Newspeak’s FFI was strongly influenced by the Strongtalk FFI; but unlike Strongtalk, Newspeak doesn’t have a special syntax for foreign calls. As Self showed many years ago, one doesn’t really need a special syntax for the FFI. The foreign functions, APIs, DLLs etc. can all be represented as objects. They just happen to be foreign objects.

The idea of a foreign object, which we call an alien, is at the foundation of the Newspeak FFI.

For starters, any decent language should be able to represent functions as values; and in an object-oriented language, these values are objects, accessed via a standard interface. Foreign functions are just a different implementation of that interface.

Another natural way to model a foreign function is as a method defined on a foreign object. For example, one can view an entire DLL as an object with a set of methods corresponding to the functions defined by the DLL. Better yet, we could represent an entire API as an object, independently of what DLLs actually defined it.

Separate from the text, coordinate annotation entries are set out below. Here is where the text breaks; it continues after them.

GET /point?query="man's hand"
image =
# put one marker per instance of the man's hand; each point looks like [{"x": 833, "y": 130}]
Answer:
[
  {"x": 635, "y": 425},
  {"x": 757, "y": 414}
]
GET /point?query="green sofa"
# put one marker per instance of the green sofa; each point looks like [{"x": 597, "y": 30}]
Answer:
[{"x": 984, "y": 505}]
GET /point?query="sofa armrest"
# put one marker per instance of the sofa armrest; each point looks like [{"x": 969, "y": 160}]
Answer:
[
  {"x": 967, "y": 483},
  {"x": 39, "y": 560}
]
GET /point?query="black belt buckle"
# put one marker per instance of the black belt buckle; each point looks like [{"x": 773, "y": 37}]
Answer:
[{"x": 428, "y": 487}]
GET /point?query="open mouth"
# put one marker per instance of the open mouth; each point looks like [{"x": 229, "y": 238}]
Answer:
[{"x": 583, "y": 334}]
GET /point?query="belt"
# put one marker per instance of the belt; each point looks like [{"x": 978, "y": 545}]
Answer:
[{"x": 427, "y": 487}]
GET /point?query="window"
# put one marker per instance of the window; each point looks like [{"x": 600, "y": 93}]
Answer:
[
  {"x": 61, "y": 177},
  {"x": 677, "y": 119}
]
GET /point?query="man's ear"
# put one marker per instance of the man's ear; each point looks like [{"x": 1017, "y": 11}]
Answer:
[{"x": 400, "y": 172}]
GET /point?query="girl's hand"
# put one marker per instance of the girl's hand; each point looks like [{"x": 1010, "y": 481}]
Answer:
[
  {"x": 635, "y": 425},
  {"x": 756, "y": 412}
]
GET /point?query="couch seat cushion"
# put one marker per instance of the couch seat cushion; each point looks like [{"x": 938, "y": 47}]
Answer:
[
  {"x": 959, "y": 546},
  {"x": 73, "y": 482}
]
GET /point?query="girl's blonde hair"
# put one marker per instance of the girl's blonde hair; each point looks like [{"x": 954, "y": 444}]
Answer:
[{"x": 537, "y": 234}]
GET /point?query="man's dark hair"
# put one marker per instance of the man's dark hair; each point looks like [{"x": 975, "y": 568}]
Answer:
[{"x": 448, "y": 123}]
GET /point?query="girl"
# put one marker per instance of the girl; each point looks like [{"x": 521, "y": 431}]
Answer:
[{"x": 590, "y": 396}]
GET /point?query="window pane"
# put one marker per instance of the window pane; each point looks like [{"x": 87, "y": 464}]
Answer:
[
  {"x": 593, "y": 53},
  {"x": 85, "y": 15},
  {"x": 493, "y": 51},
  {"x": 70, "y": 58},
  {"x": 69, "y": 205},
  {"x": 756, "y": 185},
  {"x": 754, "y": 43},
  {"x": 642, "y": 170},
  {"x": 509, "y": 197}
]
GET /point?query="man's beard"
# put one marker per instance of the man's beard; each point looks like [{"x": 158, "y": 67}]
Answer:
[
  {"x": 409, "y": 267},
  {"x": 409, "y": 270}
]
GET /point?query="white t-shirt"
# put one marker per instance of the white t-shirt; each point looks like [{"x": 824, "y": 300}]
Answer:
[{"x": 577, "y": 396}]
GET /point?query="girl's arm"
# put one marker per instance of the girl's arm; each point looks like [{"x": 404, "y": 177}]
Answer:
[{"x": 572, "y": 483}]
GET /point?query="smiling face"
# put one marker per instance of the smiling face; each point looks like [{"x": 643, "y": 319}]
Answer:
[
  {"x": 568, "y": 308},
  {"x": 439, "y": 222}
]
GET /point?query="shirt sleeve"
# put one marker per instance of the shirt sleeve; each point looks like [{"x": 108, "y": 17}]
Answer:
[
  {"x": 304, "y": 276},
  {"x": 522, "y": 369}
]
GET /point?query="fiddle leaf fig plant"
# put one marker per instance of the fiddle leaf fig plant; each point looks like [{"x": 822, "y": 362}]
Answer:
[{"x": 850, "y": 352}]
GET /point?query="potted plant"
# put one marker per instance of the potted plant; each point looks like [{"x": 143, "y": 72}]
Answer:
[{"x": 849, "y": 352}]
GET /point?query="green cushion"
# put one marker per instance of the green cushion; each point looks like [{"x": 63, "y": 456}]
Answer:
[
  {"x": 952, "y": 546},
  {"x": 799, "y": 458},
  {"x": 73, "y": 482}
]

Aliens can be defined for different foreign languages; for example, while Alien is used to interface with C, we also have a class called ObjectiveCAlien that can be used to interface with ObjectiveC, which is the native language on MacOS X. C Aliens and ObjectiveC Aliens do not interfere with each other, and when/if we need to add Java Aliens or CLR Aliens we can do that as well.

The alien approach is also a good fit with security: one need not be concerned that code may bypass high level language safety guarantees by calling out to C; untrusted code can be prevented from doing that, simply by not providing any Alien library objects to it.

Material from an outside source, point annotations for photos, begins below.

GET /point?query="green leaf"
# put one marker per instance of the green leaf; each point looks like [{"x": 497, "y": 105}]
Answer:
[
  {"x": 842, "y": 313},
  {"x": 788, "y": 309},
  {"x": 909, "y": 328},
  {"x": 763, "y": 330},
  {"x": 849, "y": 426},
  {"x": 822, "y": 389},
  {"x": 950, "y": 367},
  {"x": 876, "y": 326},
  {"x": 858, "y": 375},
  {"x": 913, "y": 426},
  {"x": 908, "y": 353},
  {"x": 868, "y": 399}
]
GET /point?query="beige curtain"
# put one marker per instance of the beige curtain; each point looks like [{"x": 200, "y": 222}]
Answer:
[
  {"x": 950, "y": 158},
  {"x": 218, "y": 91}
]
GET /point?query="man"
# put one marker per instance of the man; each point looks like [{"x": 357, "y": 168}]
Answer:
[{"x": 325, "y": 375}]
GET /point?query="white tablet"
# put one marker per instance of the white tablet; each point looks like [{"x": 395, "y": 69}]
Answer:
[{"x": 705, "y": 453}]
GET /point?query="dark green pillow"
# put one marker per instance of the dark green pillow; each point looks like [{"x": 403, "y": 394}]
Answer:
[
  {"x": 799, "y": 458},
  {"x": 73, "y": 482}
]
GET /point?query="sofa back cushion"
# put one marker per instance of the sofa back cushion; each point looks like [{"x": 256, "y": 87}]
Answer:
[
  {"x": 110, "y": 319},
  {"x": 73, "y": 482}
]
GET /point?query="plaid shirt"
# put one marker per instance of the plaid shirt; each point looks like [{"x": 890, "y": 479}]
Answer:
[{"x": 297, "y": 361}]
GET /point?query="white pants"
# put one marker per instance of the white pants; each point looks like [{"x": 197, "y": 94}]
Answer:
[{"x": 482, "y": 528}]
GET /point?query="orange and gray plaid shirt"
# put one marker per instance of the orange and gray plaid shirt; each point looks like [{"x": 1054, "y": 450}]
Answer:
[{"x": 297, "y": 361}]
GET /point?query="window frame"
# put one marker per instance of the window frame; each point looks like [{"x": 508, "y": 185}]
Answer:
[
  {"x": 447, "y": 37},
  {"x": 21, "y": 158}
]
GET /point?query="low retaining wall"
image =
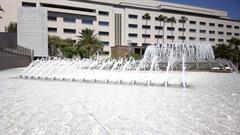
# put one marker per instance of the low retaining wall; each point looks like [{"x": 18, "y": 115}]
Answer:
[{"x": 12, "y": 58}]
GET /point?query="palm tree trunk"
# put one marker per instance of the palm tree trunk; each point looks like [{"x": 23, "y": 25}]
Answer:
[
  {"x": 145, "y": 40},
  {"x": 172, "y": 32},
  {"x": 183, "y": 33},
  {"x": 163, "y": 31},
  {"x": 159, "y": 31}
]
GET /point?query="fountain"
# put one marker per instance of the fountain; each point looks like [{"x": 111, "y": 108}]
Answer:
[{"x": 157, "y": 58}]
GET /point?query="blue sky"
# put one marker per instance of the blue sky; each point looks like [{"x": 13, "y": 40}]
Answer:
[{"x": 231, "y": 6}]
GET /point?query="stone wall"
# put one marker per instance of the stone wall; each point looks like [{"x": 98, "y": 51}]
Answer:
[{"x": 12, "y": 58}]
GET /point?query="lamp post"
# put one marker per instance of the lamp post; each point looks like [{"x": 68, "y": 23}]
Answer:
[{"x": 129, "y": 48}]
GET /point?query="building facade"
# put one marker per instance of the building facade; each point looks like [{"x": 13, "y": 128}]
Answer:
[{"x": 121, "y": 22}]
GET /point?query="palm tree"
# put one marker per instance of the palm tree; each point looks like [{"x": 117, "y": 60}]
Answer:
[
  {"x": 183, "y": 21},
  {"x": 164, "y": 20},
  {"x": 171, "y": 20},
  {"x": 89, "y": 41},
  {"x": 146, "y": 17},
  {"x": 1, "y": 9},
  {"x": 159, "y": 18}
]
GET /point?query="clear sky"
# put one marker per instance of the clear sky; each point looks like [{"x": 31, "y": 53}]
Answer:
[{"x": 231, "y": 6}]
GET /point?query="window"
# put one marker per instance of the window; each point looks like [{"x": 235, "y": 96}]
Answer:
[
  {"x": 132, "y": 16},
  {"x": 146, "y": 35},
  {"x": 103, "y": 33},
  {"x": 181, "y": 21},
  {"x": 133, "y": 44},
  {"x": 52, "y": 18},
  {"x": 105, "y": 43},
  {"x": 236, "y": 27},
  {"x": 132, "y": 35},
  {"x": 202, "y": 39},
  {"x": 28, "y": 4},
  {"x": 170, "y": 28},
  {"x": 145, "y": 44},
  {"x": 202, "y": 23},
  {"x": 229, "y": 34},
  {"x": 220, "y": 33},
  {"x": 192, "y": 22},
  {"x": 68, "y": 7},
  {"x": 220, "y": 25},
  {"x": 87, "y": 21},
  {"x": 211, "y": 24},
  {"x": 229, "y": 26},
  {"x": 103, "y": 23},
  {"x": 158, "y": 27},
  {"x": 192, "y": 30},
  {"x": 211, "y": 32},
  {"x": 220, "y": 40},
  {"x": 211, "y": 39},
  {"x": 158, "y": 36},
  {"x": 132, "y": 26},
  {"x": 202, "y": 31},
  {"x": 70, "y": 31},
  {"x": 181, "y": 37},
  {"x": 51, "y": 29},
  {"x": 146, "y": 18},
  {"x": 192, "y": 38},
  {"x": 170, "y": 37},
  {"x": 104, "y": 13},
  {"x": 146, "y": 26},
  {"x": 69, "y": 20},
  {"x": 181, "y": 29}
]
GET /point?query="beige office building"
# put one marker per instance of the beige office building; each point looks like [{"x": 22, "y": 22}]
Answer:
[{"x": 120, "y": 22}]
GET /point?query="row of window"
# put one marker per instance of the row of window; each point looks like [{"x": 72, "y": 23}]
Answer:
[
  {"x": 84, "y": 20},
  {"x": 134, "y": 35},
  {"x": 73, "y": 31},
  {"x": 180, "y": 37},
  {"x": 135, "y": 26},
  {"x": 190, "y": 38},
  {"x": 131, "y": 16}
]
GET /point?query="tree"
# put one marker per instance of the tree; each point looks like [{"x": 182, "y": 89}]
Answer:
[
  {"x": 1, "y": 9},
  {"x": 172, "y": 20},
  {"x": 61, "y": 47},
  {"x": 183, "y": 20},
  {"x": 164, "y": 20},
  {"x": 89, "y": 42},
  {"x": 146, "y": 17},
  {"x": 229, "y": 51},
  {"x": 12, "y": 27},
  {"x": 161, "y": 19}
]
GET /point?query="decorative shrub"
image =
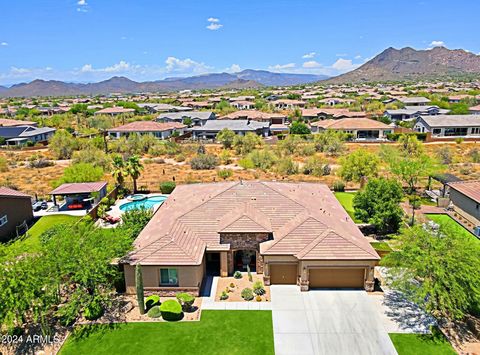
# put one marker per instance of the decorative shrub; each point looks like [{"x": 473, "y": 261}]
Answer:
[
  {"x": 258, "y": 288},
  {"x": 186, "y": 300},
  {"x": 247, "y": 294},
  {"x": 154, "y": 312},
  {"x": 151, "y": 301},
  {"x": 171, "y": 310},
  {"x": 167, "y": 187},
  {"x": 93, "y": 311},
  {"x": 338, "y": 186}
]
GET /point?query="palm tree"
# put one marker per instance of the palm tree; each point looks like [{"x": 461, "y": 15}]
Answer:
[
  {"x": 119, "y": 170},
  {"x": 134, "y": 169}
]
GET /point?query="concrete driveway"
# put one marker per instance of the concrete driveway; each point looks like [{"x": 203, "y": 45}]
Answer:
[{"x": 327, "y": 322}]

Newspeak’s C Alien implementation is fast, but also dangerous. An alien is basically a blob of memory. The user of an Alien is responsible for interpreting and accessing that data correctly. There is no checking being done for you.

Tangent: It's worth noting that the basic Alien layer may evolve further; for example, we aren't thrilled with the practice of subclassing Alien. It's not clear if the Alien class really needs to change, or just the pattern of using it.

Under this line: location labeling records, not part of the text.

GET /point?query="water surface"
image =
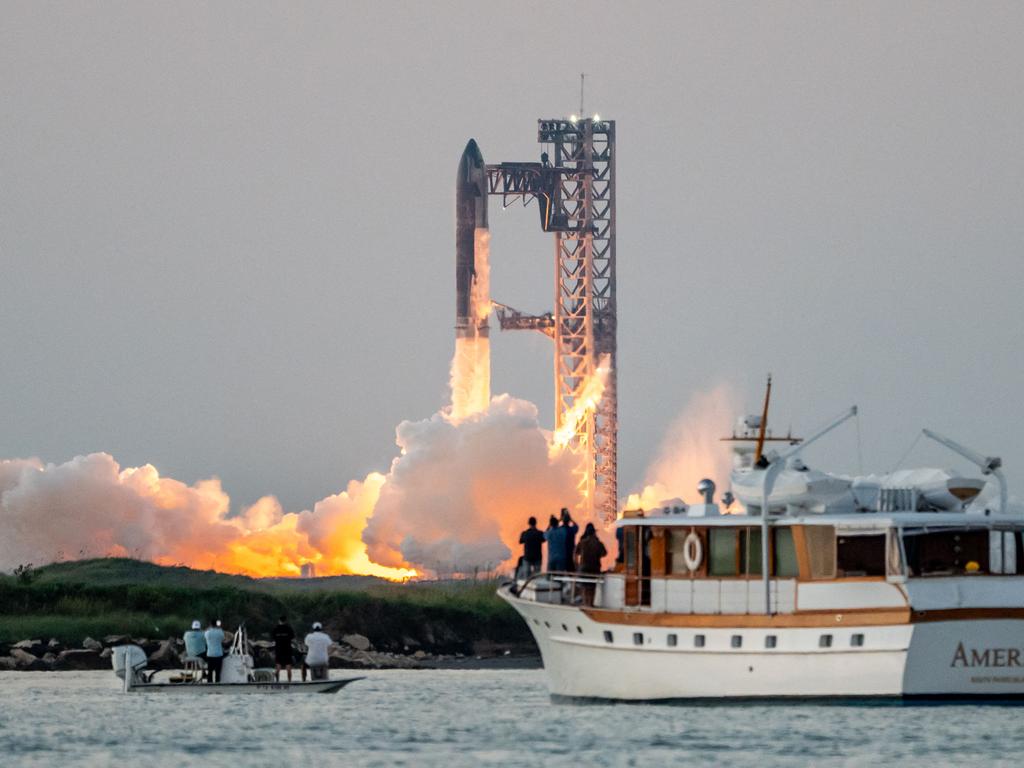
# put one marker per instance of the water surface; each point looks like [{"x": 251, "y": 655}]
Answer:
[{"x": 474, "y": 718}]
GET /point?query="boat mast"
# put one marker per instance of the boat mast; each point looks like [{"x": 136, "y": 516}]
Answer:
[
  {"x": 764, "y": 426},
  {"x": 775, "y": 464}
]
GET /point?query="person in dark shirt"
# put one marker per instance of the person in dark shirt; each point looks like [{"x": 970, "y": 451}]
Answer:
[
  {"x": 570, "y": 530},
  {"x": 532, "y": 548},
  {"x": 283, "y": 636},
  {"x": 589, "y": 552},
  {"x": 555, "y": 537}
]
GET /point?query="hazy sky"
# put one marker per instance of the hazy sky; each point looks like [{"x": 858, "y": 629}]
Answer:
[{"x": 226, "y": 229}]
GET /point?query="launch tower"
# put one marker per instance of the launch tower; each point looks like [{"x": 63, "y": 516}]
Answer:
[{"x": 574, "y": 188}]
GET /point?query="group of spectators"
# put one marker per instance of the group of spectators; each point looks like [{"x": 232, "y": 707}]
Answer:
[
  {"x": 564, "y": 554},
  {"x": 208, "y": 647}
]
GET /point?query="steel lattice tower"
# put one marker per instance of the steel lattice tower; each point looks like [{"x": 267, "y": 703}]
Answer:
[
  {"x": 585, "y": 320},
  {"x": 574, "y": 188}
]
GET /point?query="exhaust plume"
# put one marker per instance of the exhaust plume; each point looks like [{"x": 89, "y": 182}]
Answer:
[{"x": 690, "y": 451}]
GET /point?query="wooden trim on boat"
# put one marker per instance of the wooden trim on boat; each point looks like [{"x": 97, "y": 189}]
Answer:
[
  {"x": 803, "y": 619},
  {"x": 852, "y": 617},
  {"x": 965, "y": 614}
]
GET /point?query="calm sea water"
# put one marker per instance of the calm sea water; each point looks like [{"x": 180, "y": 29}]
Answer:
[{"x": 463, "y": 718}]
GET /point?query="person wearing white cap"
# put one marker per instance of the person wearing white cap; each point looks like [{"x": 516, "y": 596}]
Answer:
[
  {"x": 317, "y": 645},
  {"x": 214, "y": 650}
]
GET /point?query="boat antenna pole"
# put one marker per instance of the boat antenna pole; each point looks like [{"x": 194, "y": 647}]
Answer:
[
  {"x": 775, "y": 463},
  {"x": 759, "y": 452},
  {"x": 989, "y": 465}
]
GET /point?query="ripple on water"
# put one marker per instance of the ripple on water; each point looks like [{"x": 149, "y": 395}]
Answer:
[{"x": 463, "y": 718}]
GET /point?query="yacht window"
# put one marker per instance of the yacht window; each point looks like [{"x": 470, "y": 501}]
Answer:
[
  {"x": 946, "y": 552},
  {"x": 785, "y": 554},
  {"x": 821, "y": 550},
  {"x": 722, "y": 557},
  {"x": 630, "y": 546},
  {"x": 677, "y": 546},
  {"x": 750, "y": 552},
  {"x": 860, "y": 555}
]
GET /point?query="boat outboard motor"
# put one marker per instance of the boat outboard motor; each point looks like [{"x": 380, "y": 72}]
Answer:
[{"x": 128, "y": 662}]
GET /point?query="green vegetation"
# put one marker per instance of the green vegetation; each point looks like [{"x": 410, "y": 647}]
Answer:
[{"x": 111, "y": 596}]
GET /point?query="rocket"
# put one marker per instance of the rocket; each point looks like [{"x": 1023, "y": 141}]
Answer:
[{"x": 472, "y": 300}]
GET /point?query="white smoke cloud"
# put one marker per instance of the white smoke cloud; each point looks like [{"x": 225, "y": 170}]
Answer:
[
  {"x": 459, "y": 495},
  {"x": 691, "y": 450}
]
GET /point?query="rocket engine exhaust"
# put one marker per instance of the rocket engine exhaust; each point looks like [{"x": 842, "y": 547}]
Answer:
[{"x": 471, "y": 366}]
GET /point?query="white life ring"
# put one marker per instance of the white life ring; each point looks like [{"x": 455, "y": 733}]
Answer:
[{"x": 692, "y": 551}]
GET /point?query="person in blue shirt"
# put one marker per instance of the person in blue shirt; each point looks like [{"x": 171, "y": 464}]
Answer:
[
  {"x": 214, "y": 650},
  {"x": 555, "y": 536},
  {"x": 196, "y": 643}
]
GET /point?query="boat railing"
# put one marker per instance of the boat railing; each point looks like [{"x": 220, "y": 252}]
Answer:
[
  {"x": 561, "y": 587},
  {"x": 620, "y": 591}
]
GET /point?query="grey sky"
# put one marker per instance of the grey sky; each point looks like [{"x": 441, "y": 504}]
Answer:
[{"x": 226, "y": 228}]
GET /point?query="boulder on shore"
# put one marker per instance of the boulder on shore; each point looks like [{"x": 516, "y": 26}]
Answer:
[
  {"x": 28, "y": 662},
  {"x": 81, "y": 658},
  {"x": 166, "y": 655},
  {"x": 35, "y": 647},
  {"x": 359, "y": 642}
]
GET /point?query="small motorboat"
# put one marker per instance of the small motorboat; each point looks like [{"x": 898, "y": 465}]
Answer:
[{"x": 238, "y": 675}]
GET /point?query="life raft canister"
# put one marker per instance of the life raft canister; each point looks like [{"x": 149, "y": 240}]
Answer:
[{"x": 692, "y": 551}]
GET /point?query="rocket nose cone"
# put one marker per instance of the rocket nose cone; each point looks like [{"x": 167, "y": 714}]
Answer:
[{"x": 471, "y": 156}]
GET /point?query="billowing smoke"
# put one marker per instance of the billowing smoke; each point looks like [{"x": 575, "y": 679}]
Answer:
[
  {"x": 459, "y": 495},
  {"x": 454, "y": 501},
  {"x": 691, "y": 450}
]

On top of this foundation, safer and/or more convenient abstractions can be built. We have built objects that support not just methods corresponding to the functions of an API, but also methods that provide factories for the various datatypes used in the function’s signatures, including those defined by macros. These objects wrap the basic alien API, and help with error prone book keeping - converting between Newspeak types (e.g., Strings) and foreign types, freeing aliens after use etc.

At the moment, both the declarations of low level aliens and higher level APIs are constructed manually, which is tedious and error prone. We’ve been planning on a higher level tool called CSlick, which would allow you to specify a set of .h files and the requisite DLLs, and obtain an object that supports the desired functions automatically.

As a first approximation, you could think of CSlick as a function:

CSlick: List -> List -> ForeignAPI

The signature above is deliberately curried, because you may actually want to be able to specify just the header files, and later bind different DLLs to provide the actual functionality, just as a .h file can be associated with different .c files.

When this will happen is anyone’s guess right now; but Vassili has done this before (in the context of Lisp) and I’m sure he can do it again.

The resulting foreign API should incorporate the low level alien API, and, as much as possible, a higher level API as well.

The CSlick implementation will need to know how to parse C header files, and how to reflectively manufacture the low level code that actually invokes the C functions. Fortunately we have a strong parsing infrastructure, so that isn’t as daunting as it sounds.

When I’ve told people about CSlick, they often mention SWIG. However, I believe CSlick can be made substantially easier to use than SWIG. SWIG has to cope with multiple languages, each with a pre-existing story on how to do foreign calls. In contrast, we can integrate CSlick more tightly with the language. Ultimately, that should translate to a simpler model for the user.

The key take away is that objects are all you really need to interact with foreign programming languages. They are better than built in language constructs in terms of ease of use, security, and multiple language support. As usual, less is more.